RDP 2022-06: Do Australian Households Borrow to Keep up with the Joneses? Non-technical summary for ‘Do Australian Households Borrow to Keep up with the Joneses?’

Inequality has become an increasingly important topic among researchers and policymakers, both in terms of what causes inequality and what effects it can have on growth and the economy more generally. One channel through which inequality could affect the economy is by influencing the amount of borrowing, and its allocation across households. In particular, some have argued that in local areas where incomes are very unequal, households may try to ‘keep up’ with their more affluent neighbours by borrowing more. This has important potential implications for both financial and economic stability if it leads households to borrow too much and become more sensitive to negative shocks.

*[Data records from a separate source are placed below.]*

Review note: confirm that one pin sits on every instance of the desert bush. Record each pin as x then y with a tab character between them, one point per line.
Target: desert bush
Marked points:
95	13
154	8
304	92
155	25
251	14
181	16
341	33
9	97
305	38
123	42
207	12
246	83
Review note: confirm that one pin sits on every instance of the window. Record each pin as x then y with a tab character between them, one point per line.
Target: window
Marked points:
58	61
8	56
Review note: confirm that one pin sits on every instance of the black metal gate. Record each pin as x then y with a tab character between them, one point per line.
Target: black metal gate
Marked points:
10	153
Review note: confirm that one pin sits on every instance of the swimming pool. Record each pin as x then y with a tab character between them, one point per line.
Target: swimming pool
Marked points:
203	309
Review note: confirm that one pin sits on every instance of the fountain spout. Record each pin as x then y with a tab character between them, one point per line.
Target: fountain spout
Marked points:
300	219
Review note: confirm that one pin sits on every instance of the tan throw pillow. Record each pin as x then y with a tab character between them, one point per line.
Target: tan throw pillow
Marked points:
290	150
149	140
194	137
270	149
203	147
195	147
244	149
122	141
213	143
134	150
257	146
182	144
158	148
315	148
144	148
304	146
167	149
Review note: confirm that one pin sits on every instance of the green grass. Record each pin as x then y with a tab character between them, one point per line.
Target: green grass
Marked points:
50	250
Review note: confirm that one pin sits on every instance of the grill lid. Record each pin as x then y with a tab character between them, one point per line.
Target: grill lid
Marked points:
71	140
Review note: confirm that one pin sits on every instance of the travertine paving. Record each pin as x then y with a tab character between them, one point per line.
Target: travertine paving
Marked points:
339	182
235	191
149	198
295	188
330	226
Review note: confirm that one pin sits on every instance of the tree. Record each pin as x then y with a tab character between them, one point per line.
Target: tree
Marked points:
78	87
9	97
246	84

How important might this channel be? While nationwide income inequality in Australia is similar to other countries and has been stable over the past decade, income inequality within local areas often changes over time, and the gap between people with the highest and lowest incomes can differ substantially across areas. As households may make their borrowing decisions using their neighbours as a reference point, this suggests that local income inequality could have a moderate effect on household debt.

As such, I ask the following questions:

  1. Do Australian households borrow more as income inequality in their local area increases?
  2. What do they borrow more for? For instance, to buy property or other assets, or to consume more?
  3. Which types of households borrow more? What are their demographic and financial characteristics, and does this have implications for financial and economic stability?

Key findings:

  • Households tend to borrow more for investment (e.g. to buy shares) or to buy cars, but not for housing, as income inequality in their local area rises.
  • In both cases, additional debt tends to be taken out by middle-income households who are financially comfortable. This has a number of important implications:
    • For investment debt, it suggests that these middle-income borrowers are trying to close the ‘income gap’ with their rich neighbours through investment that can raise future income.
    • For car debt, it suggests that households may be taking out debt to keep up with their richer neighbours through ‘conspicuous consumption’.
    • These households are unlikely to have difficulty repaying their debt. As such, there is limited financial stability concern.